Image published by Instagram account @hellentablada on Thursday has drawn fierce criticism

Screenshot of Instagram post apparently published by @hellentablada
Screenshot of Instagram post apparently published by @hellentablada

A pregnant social media influencer with 135,000 followers has been criticised for apparently using the hashtag #babyintheoven in a post about Berlin’s Shoah memorial.

A photo published by the Instagram account @hellentablada on Thursday shows 38-year-old jewellery and fashion designer Elena Tablada leaning against a concrete slab in Berlin’s Memorial to the Murdered Jews of Europe during a trip to the German capital.

According to screenshots circulated on social media, the photo caption, which appears to have been amended, originally read: “BERLIN”, with three emojis and the hashtags #babyintheoven #memorial and #berlin.

But the hashtag #babyintheoven drew criticism from online users, due to the Nazi regime’s practice of cremating the remains of Holocaust victims in death camps.

The hashtag was later seemingly removed and the caption amended to include the hashtag #neverforget.

Joining a chorus of criticism, the journalist Simon Hunter, from the English edition of the Spanish daily newspaper El Pais, tweeted a screenshot of the post in a tweet on Friday and wrote: “There are no words…”

The memorial, which opened in 2005 to commemorate the six million Jews murdered during the Holocaust, features some 2,700 slabs of concrete arranged in a grid and designed by the architect Peter Eisenman.

The site also includes an information centre on the persecution and extermination of European Jewry, frequented by nearly half a million visitors each year.

The controversial practice of taking selfies at memorials to the Shoah has attracted criticism in recent years.
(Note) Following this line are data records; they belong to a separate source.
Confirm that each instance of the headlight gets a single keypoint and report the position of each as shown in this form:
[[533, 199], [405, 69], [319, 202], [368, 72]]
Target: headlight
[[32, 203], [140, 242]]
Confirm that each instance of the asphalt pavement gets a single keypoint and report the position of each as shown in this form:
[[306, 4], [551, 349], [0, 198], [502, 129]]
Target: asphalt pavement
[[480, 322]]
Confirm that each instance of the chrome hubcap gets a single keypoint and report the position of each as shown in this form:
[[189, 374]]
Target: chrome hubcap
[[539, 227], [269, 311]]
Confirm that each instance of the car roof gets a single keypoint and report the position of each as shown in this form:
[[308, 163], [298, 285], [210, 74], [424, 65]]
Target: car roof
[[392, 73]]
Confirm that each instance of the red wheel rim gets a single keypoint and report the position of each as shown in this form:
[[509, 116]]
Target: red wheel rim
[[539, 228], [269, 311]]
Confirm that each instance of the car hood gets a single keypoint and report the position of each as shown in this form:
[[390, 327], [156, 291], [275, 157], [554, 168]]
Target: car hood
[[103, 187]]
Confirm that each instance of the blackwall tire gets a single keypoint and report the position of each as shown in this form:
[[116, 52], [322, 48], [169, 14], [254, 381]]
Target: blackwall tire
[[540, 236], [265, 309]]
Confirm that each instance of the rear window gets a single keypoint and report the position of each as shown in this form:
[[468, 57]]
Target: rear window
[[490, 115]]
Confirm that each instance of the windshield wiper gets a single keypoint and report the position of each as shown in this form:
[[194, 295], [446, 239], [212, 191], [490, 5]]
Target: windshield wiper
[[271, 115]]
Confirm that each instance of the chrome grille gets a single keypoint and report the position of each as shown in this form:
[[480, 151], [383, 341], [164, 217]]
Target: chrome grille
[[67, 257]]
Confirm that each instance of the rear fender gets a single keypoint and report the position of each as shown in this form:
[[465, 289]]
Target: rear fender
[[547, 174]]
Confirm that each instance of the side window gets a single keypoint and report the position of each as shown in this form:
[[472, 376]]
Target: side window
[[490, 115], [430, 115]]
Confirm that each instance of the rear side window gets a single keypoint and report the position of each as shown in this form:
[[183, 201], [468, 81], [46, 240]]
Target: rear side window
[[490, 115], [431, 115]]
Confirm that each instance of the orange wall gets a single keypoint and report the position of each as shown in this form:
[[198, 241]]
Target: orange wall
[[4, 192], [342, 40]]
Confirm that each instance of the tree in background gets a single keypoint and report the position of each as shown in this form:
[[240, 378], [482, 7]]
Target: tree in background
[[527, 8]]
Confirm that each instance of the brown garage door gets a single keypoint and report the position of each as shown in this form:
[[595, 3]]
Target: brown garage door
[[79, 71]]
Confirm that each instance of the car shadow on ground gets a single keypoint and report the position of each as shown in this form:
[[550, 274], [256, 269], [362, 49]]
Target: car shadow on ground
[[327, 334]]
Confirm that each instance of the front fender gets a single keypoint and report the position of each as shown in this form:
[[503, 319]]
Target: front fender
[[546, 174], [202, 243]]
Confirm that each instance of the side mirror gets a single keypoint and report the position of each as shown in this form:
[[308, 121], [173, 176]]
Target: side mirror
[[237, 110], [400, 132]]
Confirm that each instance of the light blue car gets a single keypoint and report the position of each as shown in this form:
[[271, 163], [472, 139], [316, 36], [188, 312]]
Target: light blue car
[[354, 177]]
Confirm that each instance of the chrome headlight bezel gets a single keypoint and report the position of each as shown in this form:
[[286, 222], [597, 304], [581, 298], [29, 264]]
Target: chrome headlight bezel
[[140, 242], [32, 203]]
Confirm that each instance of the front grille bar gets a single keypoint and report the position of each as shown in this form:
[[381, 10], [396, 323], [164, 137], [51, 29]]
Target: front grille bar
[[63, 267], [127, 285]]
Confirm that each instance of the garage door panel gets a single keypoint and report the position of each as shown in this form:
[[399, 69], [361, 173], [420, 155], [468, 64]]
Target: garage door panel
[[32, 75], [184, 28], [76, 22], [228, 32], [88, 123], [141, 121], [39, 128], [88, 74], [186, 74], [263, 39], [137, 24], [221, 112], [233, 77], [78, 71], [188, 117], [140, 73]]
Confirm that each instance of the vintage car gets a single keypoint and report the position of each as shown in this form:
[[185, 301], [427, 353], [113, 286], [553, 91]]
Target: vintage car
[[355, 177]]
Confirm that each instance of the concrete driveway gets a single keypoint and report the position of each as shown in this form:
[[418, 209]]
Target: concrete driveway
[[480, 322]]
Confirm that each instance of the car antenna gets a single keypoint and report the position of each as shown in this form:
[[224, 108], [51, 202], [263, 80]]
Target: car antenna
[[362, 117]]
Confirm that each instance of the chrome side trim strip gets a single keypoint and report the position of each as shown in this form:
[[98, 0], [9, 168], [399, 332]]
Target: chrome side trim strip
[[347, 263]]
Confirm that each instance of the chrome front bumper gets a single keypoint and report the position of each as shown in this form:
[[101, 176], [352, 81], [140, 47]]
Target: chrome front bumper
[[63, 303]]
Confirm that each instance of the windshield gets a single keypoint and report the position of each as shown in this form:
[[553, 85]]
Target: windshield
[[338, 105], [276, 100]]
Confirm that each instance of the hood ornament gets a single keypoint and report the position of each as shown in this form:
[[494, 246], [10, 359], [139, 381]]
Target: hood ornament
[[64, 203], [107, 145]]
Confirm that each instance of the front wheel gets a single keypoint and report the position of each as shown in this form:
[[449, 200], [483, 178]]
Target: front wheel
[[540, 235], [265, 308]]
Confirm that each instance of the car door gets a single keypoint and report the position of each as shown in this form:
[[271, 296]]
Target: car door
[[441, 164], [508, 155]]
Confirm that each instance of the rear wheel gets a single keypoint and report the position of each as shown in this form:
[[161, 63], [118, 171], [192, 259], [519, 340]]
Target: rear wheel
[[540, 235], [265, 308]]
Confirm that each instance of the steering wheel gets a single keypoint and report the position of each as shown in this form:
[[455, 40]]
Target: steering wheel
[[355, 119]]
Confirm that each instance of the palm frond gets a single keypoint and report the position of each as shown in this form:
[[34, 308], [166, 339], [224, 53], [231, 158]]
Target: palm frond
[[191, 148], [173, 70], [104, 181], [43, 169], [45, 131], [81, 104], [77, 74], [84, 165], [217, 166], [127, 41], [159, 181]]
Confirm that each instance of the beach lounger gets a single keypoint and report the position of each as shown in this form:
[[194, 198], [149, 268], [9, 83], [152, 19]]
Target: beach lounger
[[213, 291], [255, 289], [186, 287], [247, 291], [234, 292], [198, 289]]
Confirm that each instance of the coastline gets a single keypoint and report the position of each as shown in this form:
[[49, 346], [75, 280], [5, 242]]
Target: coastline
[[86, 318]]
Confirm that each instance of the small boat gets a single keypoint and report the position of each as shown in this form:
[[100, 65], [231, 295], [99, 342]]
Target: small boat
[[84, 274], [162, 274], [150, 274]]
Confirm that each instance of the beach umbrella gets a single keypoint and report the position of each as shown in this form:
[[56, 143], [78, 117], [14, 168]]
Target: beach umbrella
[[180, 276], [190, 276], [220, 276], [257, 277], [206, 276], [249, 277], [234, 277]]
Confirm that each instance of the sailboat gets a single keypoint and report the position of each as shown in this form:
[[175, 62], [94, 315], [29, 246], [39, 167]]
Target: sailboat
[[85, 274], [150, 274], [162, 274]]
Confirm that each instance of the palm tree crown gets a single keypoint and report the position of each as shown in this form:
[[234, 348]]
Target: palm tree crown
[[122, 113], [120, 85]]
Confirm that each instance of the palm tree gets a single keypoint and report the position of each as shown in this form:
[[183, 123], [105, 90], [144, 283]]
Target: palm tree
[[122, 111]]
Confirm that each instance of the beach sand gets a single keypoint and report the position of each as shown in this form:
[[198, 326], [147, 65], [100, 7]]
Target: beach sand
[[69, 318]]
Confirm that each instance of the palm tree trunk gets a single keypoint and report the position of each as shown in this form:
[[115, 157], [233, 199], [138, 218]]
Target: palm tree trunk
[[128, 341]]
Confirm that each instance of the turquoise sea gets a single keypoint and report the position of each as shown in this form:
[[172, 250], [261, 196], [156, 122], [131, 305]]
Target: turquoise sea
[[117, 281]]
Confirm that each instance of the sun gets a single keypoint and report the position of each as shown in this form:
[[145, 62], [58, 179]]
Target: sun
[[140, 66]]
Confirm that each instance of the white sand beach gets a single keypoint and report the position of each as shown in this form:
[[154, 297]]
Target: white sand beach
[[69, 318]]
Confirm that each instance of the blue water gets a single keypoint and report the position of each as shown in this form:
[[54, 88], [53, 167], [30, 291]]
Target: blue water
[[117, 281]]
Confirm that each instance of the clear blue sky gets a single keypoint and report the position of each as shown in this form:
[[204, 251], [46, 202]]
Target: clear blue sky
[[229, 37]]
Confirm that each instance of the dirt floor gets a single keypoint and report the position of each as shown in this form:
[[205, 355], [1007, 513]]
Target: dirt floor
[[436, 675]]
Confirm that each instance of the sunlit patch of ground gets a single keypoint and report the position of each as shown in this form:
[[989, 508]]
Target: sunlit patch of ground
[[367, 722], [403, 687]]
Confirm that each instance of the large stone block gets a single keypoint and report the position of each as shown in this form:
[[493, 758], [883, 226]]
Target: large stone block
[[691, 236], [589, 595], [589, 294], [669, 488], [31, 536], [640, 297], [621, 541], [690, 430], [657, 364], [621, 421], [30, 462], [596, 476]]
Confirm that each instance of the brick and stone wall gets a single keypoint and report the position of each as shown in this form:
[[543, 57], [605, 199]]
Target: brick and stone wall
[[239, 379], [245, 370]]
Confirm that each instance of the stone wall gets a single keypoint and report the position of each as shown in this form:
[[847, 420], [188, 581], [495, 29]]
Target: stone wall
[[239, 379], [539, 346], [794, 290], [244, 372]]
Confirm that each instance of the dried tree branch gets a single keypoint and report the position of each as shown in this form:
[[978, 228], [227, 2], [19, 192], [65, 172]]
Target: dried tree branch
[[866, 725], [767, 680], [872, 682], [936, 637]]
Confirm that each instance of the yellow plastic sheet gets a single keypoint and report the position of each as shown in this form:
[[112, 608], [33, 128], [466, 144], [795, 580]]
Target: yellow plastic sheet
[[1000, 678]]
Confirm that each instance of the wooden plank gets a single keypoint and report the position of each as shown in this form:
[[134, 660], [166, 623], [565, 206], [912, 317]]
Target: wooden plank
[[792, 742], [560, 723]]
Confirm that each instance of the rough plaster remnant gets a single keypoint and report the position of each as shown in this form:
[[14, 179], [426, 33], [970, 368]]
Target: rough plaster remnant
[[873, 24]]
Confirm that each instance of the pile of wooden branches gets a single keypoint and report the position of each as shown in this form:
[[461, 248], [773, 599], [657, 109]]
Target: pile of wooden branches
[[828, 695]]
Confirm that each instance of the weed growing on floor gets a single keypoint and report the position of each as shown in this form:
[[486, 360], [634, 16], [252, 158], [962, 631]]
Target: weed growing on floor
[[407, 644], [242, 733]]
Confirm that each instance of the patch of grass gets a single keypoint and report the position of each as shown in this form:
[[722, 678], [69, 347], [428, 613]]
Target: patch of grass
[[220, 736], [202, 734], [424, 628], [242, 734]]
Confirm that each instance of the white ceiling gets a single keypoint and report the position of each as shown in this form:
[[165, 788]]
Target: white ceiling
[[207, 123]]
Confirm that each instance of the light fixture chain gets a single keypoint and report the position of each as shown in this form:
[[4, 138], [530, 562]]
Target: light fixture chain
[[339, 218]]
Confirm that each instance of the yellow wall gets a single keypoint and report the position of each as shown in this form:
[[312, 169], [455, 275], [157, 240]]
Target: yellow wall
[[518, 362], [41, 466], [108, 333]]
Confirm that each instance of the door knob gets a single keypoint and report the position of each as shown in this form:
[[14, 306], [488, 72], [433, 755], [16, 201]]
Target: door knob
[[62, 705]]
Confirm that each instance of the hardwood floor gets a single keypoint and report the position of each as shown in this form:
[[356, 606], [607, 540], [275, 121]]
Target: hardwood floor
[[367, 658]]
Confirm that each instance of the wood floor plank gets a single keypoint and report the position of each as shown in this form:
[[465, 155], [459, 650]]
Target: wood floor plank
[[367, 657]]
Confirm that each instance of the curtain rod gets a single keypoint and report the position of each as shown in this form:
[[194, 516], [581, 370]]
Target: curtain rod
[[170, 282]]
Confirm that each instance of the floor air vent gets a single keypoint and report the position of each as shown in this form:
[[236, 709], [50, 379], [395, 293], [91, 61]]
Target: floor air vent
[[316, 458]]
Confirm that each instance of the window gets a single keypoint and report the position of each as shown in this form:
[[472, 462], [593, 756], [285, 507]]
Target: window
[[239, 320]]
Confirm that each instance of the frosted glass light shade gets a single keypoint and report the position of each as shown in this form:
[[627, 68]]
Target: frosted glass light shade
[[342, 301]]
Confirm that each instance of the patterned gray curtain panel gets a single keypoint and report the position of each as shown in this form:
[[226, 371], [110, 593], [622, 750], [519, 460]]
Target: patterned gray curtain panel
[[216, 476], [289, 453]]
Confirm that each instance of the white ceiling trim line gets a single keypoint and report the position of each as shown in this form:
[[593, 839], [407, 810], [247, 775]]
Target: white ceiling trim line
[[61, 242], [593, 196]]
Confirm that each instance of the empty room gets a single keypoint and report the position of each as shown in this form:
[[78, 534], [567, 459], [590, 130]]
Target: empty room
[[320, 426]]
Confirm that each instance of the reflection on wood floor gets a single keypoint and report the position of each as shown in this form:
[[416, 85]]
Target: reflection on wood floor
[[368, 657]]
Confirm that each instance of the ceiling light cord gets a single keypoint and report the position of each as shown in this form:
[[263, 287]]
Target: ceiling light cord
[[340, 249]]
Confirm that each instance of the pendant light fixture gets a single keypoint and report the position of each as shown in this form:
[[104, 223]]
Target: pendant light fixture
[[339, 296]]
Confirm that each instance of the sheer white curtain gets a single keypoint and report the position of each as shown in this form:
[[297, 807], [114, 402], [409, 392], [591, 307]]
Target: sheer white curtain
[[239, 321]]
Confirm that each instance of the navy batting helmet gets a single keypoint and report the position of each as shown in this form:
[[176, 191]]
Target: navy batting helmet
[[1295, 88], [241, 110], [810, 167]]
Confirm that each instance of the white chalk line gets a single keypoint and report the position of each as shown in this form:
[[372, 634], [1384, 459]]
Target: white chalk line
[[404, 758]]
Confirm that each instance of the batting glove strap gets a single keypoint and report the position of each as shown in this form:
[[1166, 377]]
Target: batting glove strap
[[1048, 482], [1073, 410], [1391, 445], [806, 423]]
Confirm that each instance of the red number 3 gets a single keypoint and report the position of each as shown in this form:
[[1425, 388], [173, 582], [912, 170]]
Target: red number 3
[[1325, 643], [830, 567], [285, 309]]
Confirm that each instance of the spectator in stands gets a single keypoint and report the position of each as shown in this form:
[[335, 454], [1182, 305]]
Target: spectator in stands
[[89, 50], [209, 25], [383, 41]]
In March of last year, officials at the Auschwitz Memorial urged online users to stop taking selfies at the site’s railroad tracks.

“When you come to @AuschwitzMuseum remember you are at the site where over 1 million people were killed. Respect their memory,” organisers at the memorial said in a tweet.

“There are better places to learn how to walk on a balance beam than the site which symbolises [sic] deportation of hundreds of thousands to their deaths,”  the tweet said.

Elena Tablada has been approached for comment.